In a forum convened Tuesday by the Bicameral Task Force on Climate Change, a panel of experts on climate, wildfires, and forestry met with task force cochairs Rep. Henry Waxman, D-Calif., Sen. Sheldon Whitehouse, D-R.I., and other lawmakers to discuss the impact of climate change on wildfires.
"We've been experiencing wildfire activity that is different and more dangerous," Waxman said in his opening statement, calling recent fires some of the "largest and most intense ... we've seen."
Panelists cited a number of reasons for wildfire flare-ups, including land-use patterns and insect activity. But the discussion kept circling back to climate change.
"Scientists tell us these changes are not just random variability," Waxman said. "Bigger and more-intense fires are one of the red flags of climate change."
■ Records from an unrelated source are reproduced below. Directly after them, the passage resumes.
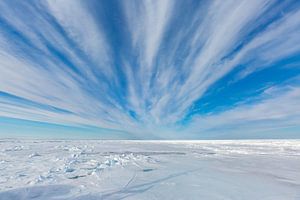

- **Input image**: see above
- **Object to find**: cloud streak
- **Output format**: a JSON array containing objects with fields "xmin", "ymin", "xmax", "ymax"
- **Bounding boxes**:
[{"xmin": 0, "ymin": 0, "xmax": 300, "ymax": 138}]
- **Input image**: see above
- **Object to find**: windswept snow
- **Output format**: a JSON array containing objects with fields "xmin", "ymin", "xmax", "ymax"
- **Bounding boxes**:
[{"xmin": 0, "ymin": 140, "xmax": 300, "ymax": 200}]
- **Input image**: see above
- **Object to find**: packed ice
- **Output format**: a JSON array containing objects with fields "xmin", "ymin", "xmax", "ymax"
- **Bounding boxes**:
[{"xmin": 0, "ymin": 139, "xmax": 300, "ymax": 200}]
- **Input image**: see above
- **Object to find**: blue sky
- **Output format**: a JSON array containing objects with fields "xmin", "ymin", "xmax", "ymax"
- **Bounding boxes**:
[{"xmin": 0, "ymin": 0, "xmax": 300, "ymax": 139}]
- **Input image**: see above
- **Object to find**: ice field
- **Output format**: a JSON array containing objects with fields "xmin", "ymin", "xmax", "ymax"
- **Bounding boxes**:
[{"xmin": 0, "ymin": 139, "xmax": 300, "ymax": 200}]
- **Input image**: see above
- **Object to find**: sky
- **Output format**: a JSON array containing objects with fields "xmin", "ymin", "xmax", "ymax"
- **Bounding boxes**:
[{"xmin": 0, "ymin": 0, "xmax": 300, "ymax": 139}]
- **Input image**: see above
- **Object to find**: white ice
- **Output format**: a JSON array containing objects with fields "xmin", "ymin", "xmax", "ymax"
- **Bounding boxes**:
[{"xmin": 0, "ymin": 139, "xmax": 300, "ymax": 200}]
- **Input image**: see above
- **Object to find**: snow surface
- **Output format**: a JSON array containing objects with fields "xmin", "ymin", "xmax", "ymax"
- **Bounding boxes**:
[{"xmin": 0, "ymin": 139, "xmax": 300, "ymax": 200}]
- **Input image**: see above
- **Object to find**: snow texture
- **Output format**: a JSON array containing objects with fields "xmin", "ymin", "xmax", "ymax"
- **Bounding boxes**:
[{"xmin": 0, "ymin": 139, "xmax": 300, "ymax": 200}]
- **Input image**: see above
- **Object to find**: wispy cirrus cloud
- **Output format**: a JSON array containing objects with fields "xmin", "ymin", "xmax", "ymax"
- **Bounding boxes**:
[{"xmin": 0, "ymin": 0, "xmax": 300, "ymax": 138}]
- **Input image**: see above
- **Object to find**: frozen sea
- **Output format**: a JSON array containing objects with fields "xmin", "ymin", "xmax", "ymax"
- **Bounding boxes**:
[{"xmin": 0, "ymin": 139, "xmax": 300, "ymax": 200}]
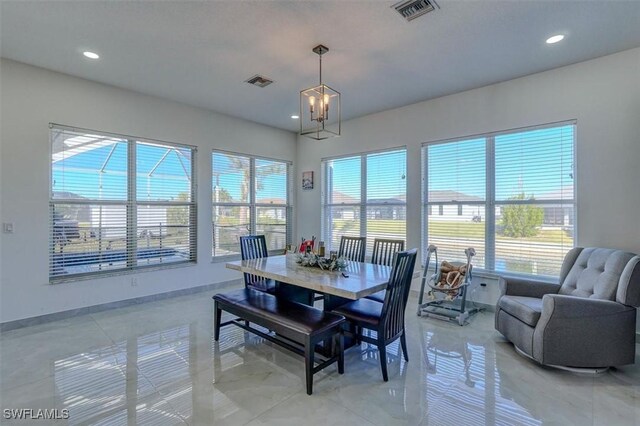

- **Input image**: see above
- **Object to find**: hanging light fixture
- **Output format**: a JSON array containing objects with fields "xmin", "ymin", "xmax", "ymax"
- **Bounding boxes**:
[{"xmin": 300, "ymin": 44, "xmax": 341, "ymax": 140}]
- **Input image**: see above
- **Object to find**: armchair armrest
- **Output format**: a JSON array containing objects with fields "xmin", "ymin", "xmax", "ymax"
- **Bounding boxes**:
[{"xmin": 499, "ymin": 277, "xmax": 560, "ymax": 298}]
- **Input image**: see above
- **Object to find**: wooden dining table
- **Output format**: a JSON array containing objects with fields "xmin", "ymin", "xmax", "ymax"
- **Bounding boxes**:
[{"xmin": 226, "ymin": 254, "xmax": 391, "ymax": 309}]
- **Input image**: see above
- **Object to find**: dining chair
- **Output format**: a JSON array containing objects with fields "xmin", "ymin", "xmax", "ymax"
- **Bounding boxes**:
[
  {"xmin": 338, "ymin": 236, "xmax": 367, "ymax": 262},
  {"xmin": 367, "ymin": 238, "xmax": 404, "ymax": 303},
  {"xmin": 240, "ymin": 235, "xmax": 276, "ymax": 293},
  {"xmin": 332, "ymin": 249, "xmax": 417, "ymax": 382}
]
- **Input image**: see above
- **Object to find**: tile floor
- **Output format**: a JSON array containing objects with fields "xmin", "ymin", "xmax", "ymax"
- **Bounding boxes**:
[{"xmin": 0, "ymin": 292, "xmax": 640, "ymax": 426}]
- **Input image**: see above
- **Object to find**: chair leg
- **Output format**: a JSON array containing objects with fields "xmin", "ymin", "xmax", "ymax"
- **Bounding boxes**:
[
  {"xmin": 336, "ymin": 330, "xmax": 344, "ymax": 374},
  {"xmin": 378, "ymin": 343, "xmax": 389, "ymax": 382},
  {"xmin": 400, "ymin": 330, "xmax": 409, "ymax": 362},
  {"xmin": 213, "ymin": 301, "xmax": 222, "ymax": 342},
  {"xmin": 304, "ymin": 337, "xmax": 315, "ymax": 395}
]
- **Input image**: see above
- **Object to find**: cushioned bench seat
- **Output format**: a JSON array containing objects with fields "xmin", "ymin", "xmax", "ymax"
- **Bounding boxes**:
[{"xmin": 213, "ymin": 288, "xmax": 345, "ymax": 395}]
Climate-change expert William Sommers, a researcher at George Mason University's EastFIRE Laboratory, agreed. Sommers cautioned that rising levels of atmospheric carbon dioxide will only worsen wildfires in decades to come. "If current greenhouse-gas emission trends are not sharply reversed in the immediate future, we will see observed trends in wildfire risk accelerate," he warned.
Waxman and Whitehouse asked firefighting and forestry experts for policy recommendations to help mitigate the situation.